An industry official has claimed the US Free Trade Agreement (AUSFTA) has opened up new opportunities for local companies
Austrade's US business development manager, Dan Sullivan, said the US Government market had been notoriously difficult to crack, with legislation such as the Buy America Act proving to be major inhibitors for foreign players.
"Previously, companies wanting to sell to the US Government had to set up an American subsidiary, which was a big cost," he said. "If a company couldn't afford a local subsidiary it had to work through a US partner, which affected margins and raised issues around intellectual property, ownership and transfer."
Under AUSFTA, these conditions had been waived, he said.
The agreement also supplied a legislative safety net, Sullivan said, mitigating risk for Australian companies working in the US.
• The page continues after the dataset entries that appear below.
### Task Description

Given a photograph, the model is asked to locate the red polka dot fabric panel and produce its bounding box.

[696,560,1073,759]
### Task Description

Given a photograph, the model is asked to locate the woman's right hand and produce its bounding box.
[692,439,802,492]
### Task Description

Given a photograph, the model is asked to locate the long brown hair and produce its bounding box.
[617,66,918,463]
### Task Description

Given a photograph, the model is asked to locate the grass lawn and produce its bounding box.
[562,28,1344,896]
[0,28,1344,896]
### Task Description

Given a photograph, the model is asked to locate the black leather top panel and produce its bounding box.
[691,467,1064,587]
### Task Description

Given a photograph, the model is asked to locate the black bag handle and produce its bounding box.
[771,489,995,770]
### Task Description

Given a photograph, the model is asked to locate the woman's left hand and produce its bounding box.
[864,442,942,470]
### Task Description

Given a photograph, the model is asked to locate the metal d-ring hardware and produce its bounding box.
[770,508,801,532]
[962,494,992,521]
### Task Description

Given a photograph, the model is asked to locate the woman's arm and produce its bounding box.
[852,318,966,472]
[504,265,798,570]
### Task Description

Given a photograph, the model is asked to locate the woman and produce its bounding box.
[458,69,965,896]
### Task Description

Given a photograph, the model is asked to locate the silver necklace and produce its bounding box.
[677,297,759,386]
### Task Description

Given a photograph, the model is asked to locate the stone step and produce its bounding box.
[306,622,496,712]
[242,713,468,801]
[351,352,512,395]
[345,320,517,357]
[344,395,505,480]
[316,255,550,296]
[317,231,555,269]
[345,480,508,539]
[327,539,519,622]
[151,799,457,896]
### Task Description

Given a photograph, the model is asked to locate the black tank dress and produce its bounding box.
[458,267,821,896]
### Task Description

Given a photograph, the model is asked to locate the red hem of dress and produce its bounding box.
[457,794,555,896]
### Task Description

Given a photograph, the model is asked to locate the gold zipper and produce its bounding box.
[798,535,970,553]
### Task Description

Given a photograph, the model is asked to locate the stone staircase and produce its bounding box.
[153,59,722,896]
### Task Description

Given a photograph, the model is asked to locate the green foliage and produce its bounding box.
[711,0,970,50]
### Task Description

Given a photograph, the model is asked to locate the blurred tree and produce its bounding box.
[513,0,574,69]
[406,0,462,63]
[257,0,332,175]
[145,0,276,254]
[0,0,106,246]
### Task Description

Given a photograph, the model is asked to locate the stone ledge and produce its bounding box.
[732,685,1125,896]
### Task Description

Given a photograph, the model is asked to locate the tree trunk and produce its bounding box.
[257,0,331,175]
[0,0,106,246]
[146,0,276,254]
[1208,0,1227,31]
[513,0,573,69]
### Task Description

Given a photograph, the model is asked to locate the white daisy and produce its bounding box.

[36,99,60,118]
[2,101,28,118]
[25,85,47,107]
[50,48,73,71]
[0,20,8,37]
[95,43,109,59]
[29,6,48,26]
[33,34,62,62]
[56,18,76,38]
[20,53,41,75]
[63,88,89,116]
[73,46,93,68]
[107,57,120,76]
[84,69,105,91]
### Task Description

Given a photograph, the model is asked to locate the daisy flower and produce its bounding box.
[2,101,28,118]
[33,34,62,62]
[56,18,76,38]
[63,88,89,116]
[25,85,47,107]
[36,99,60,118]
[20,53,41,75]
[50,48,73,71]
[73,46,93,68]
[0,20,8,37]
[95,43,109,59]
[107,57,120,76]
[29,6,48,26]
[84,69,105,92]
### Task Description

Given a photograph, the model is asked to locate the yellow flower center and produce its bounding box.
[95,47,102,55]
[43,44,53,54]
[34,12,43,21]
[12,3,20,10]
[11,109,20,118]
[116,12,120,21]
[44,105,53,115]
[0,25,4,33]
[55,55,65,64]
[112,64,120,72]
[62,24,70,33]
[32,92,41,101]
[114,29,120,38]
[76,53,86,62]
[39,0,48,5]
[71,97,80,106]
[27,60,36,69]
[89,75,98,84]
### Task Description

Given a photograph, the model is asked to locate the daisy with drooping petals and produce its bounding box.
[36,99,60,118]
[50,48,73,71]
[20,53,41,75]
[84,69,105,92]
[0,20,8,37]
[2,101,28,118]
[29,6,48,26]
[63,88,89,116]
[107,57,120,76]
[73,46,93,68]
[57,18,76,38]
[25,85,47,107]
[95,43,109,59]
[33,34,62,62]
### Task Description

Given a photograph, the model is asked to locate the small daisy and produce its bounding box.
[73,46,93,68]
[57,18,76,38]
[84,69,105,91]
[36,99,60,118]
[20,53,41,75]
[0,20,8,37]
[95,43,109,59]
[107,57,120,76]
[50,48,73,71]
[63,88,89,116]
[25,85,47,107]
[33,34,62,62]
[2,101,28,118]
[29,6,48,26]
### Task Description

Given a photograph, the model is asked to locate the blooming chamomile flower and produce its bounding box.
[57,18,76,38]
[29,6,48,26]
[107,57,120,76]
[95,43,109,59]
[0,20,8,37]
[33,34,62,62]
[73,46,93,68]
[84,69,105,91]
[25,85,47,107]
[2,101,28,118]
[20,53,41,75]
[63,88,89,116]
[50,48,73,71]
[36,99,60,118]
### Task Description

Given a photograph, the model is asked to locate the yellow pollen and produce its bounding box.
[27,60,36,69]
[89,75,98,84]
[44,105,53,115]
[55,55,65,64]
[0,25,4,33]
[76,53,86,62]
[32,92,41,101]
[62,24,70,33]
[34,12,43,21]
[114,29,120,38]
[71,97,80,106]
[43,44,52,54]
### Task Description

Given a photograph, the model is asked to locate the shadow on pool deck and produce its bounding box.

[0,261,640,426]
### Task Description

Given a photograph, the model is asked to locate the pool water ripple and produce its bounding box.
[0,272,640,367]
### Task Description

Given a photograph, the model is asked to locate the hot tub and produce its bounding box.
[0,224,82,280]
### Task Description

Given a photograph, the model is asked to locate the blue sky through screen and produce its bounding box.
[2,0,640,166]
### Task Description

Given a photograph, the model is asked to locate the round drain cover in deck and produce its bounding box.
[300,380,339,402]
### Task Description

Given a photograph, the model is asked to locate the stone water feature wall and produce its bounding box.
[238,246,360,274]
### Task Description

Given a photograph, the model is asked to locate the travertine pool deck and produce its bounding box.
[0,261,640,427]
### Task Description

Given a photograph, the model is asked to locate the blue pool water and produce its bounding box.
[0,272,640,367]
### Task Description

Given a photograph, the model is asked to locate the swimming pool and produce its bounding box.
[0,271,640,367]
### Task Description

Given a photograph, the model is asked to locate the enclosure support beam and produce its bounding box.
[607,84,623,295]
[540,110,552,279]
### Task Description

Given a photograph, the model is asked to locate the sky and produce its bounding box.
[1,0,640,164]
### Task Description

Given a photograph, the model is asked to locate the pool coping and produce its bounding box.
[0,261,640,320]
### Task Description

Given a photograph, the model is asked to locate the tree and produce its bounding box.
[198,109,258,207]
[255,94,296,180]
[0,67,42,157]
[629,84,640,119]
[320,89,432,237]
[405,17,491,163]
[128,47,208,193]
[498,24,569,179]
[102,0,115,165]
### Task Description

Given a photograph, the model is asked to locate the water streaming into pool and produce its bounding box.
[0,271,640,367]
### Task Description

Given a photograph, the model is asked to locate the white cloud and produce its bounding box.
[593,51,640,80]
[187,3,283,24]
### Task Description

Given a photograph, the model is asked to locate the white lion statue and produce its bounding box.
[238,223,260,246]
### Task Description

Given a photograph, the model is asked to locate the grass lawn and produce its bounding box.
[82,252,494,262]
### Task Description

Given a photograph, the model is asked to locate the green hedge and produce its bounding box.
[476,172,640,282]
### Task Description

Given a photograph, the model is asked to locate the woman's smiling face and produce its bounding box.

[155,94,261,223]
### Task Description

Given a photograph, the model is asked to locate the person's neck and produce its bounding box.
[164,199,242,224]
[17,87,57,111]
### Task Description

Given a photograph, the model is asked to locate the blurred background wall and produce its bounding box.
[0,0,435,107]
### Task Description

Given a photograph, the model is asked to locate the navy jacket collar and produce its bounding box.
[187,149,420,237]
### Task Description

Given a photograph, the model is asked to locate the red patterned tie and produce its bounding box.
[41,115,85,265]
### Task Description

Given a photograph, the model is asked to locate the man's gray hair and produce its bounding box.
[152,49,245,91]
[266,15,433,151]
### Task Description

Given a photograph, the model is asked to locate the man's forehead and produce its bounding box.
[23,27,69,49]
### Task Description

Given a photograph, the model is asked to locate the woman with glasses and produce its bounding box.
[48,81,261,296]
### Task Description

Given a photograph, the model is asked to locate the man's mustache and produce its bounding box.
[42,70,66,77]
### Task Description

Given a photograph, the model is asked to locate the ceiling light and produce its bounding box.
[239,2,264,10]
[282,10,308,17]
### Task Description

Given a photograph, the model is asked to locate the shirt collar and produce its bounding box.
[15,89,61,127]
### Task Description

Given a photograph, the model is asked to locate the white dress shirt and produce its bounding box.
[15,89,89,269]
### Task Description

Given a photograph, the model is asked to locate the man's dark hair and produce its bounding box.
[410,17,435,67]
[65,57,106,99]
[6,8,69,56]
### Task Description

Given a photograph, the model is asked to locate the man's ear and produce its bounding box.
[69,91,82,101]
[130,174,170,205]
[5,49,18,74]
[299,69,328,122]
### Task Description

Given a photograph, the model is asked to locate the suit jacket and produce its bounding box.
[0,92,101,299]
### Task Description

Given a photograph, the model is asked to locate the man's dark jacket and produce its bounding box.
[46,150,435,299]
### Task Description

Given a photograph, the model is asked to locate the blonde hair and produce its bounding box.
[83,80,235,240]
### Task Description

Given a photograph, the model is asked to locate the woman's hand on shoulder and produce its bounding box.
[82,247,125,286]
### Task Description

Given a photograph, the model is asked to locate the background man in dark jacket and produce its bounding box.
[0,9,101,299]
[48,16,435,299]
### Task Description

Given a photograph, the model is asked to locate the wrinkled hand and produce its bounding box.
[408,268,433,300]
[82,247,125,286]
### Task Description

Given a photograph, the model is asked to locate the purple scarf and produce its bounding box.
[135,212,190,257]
"Some Australian companies may be able to nibble away at the cracks and make some inroads. Some people might not like that," he said. "The FTA provides a framework for companies to fall back on if they are treated in a discriminatory way."
Sullivan is currently tasked with promoting the Australian ICT sector to the massive US Federal Government market. As part of this initiative, the agency has opened a new office within the Australian embassy in Washington DC. The bureau is designed to help companies sell into local, state and Federal Government, e-government and the Homeland Security market.
Austrade also worked with a dele-gation of Australian ICT companies earlier this month at the annual Federal Office Supplies Exposition (FOSE).
Aerosonde, Gesix, Hardcat, Hide-Away-Safe, Quickcomm, Sparx Systems, Tenix Connections and Tower Software all shared a pavilion aimed at cornering a slice of the $US60 billion US Federal Government market.
Sullivan said it would look to promote companies at the event every year.
Austrade was also looking to help Australian companies make further inroads into non-government market segments, Sullivan said.
"We also have an ICT team in the US, which is looking at areas such as financial services, e-learning, gaming and wireless," he said. "So broadly speaking the FTA has really made it easier for Australian companies to sell to the US market."
With the market now more open, the expertise of Australian companies could soon mean some stiff competition for US-based players, Sullivan claimed.
"The capability of the Australian ICT sector is very well recognised over here," he said. "As we have a huge geography and small population we have really embraced the use of technology such as the Internet to distribute services."